Almost every Bond car has some tricks up its sleeve, but the LEGO Speed Champions Aston Martin DB5 is function-free for a reason.
A Bond car without gadgets is like a LEGO Star Wars advent calendar without a weapon rack or a LEGO City without eleventy-three Police stations. But when the latest version of the agent’s most famous set of wheels, 76911 007 Aston Martin DB5, appeared in the Speed Champions range, other than a selection of swappable number plates, it had no more trickery than the average pensioner’s Honda Jazz.
However, it wasn’t for the want of trying. In a recent interview with Brickset, Speed Champions designer, Chris Stamp talked about the challenges of trying to cram Q Department’s optional extras into a model only eight studs wide. “I did consider including gadgets,” said Stamp, “but it was not possible without compromising the outward display value. The ejector seat, for example, would need to fit within the height of a single plate and I cannot imagine how that could be done.”
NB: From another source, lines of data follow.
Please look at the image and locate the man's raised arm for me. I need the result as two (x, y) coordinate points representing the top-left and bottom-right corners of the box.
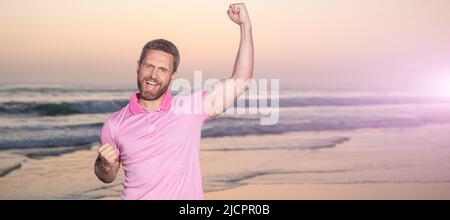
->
(204, 3), (253, 117)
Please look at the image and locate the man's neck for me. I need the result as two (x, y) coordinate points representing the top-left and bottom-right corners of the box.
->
(138, 93), (166, 111)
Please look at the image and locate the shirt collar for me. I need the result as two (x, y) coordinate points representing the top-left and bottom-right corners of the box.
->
(128, 90), (173, 115)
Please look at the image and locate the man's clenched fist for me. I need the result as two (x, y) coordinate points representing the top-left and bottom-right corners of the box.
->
(227, 3), (251, 25)
(97, 143), (119, 172)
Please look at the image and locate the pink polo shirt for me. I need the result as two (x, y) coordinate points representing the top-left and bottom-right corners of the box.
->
(100, 90), (208, 199)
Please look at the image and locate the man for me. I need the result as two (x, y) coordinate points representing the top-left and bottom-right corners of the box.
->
(94, 3), (253, 199)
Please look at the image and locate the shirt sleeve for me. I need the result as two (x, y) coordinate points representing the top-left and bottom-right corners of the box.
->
(100, 118), (120, 155)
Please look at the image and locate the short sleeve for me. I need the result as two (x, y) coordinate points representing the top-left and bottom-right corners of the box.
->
(100, 118), (120, 155)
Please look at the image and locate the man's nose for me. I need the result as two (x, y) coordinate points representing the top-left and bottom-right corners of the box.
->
(150, 68), (157, 78)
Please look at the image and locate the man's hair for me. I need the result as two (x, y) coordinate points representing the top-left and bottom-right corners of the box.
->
(139, 39), (180, 72)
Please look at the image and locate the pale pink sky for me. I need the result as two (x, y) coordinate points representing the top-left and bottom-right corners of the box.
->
(0, 0), (450, 87)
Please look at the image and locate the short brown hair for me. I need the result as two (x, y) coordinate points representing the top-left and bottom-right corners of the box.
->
(139, 39), (180, 72)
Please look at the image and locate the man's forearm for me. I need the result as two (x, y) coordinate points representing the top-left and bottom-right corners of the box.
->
(94, 158), (120, 183)
(232, 24), (254, 80)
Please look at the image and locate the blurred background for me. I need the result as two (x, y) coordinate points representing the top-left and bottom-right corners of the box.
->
(0, 0), (450, 199)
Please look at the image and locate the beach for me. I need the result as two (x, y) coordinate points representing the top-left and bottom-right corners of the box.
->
(0, 124), (450, 200)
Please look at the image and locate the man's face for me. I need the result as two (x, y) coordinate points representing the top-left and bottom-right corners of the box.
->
(137, 50), (175, 100)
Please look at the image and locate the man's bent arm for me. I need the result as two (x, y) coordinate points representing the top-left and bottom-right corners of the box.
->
(204, 3), (254, 117)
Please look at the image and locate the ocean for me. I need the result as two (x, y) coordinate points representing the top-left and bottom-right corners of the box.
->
(0, 85), (450, 156)
(0, 84), (450, 199)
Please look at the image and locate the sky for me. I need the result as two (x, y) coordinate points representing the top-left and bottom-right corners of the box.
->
(0, 0), (450, 88)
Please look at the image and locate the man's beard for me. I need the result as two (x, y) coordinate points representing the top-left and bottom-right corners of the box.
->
(137, 78), (170, 101)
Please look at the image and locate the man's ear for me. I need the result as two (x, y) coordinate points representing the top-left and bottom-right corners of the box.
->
(136, 60), (141, 74)
(170, 71), (178, 81)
While a previous version the car – 10262 James Bond Aston Martin from the Creator Expert range – did include a number of functioning elements, for the Speed Champions range, an accurate representation of the vehicle took priority. Stamp continued, “prioritizing the appearance of the DB5 was definitely the way to go for Speed Champions. If there was a chance to include functions without affecting the exterior, then we would, but any gadgets found on the Aston Martin DB5 would be quite parts-intensive.”
If working gadgets, such as the revolving number plates, retractable machine guns and bullet proof shield couldn’t be integrated into the build, did Stamp consider incorporating removable items that could be used to display the model in different variants? “Not really because those detachable sections would need to be easily removable,” he explained, “so attaching the headlights for easy removal would have complicated the design even more. Designers working on Speed Champions now and in the past have already questioned whether it is possible to recreate certain vehicles at this scale and needing to account for detachable structures would make things harder still.”
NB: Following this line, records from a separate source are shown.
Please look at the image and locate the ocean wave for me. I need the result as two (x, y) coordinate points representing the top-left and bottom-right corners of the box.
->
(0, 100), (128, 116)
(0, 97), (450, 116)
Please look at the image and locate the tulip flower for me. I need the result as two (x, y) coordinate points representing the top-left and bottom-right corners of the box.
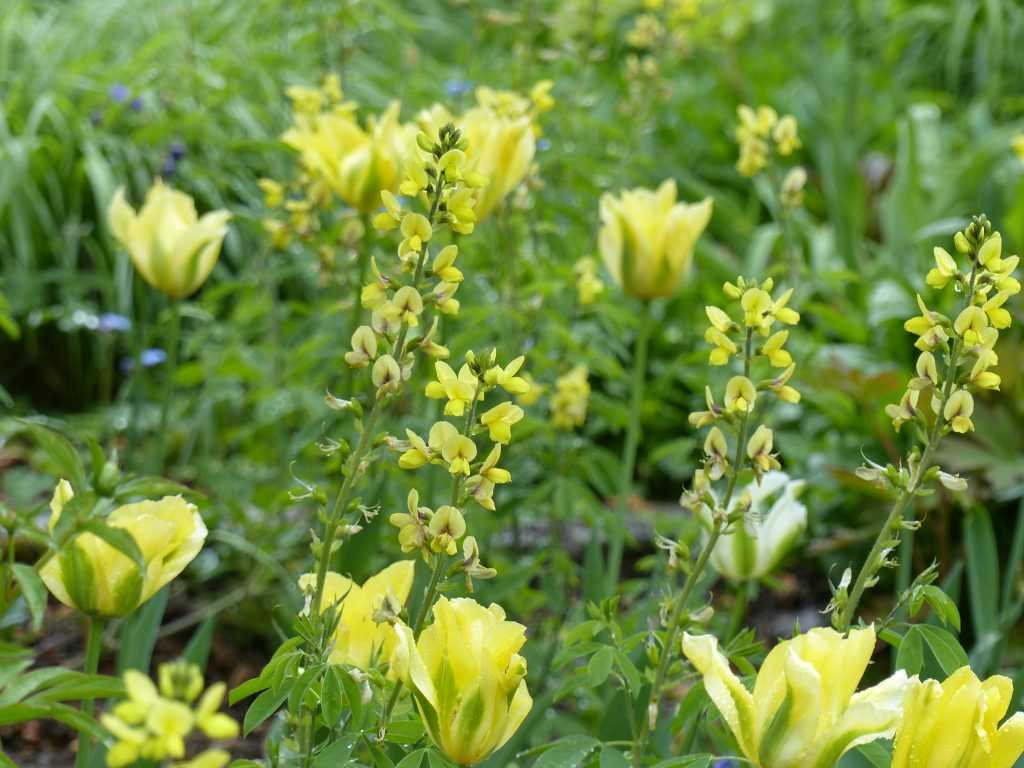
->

There was also another reason for not trying to include weaponry on the car. “we have to consider the LEGO brand and whether miniguns or machine guns would really be appropriate, even in a fictional setting. Pure fantasy weapons are one thing, as you see in Star Wars, but realistic weapons are more difficult and best avoided for Speed Champions.”
This is an interesting point, as while the LEGO Group’s policy on ‘realistic’ weapons is long held and well understood, it didn’t stop the aforementioned Creator Expert set from featuring retractable machine guns among its range of tricks. We can only speculate, but it’s possible that the decision was made because the larger set is conceivably destined to appeal to an adult audience, while a Speed Champions design is more likely to end up in younger hands.
Ultimately, when designing at this scale, there will always be trade-offs, and for every design element that makes it into the final set, there will be another left on the table. Stamp alluded to this as he said, “We have included alternative number plates to reflect the different movies. The model is inspired primarily by No Time to Die, so lacks the bulletproof screen from earlier movies because the identifying ridge behind the rear windscreen is missing from the car from No Time to Die.”
“We were determined to acknowledge its past appearances though, with the number plates. My sketch model also included the GB sticker from Goldfinger, but we decided to omit that, ultimately.”
The set, 76911 007 Aston Martin DB5 is available now. It has 298 parts and costs £19.99 / $19.99 / €24.99.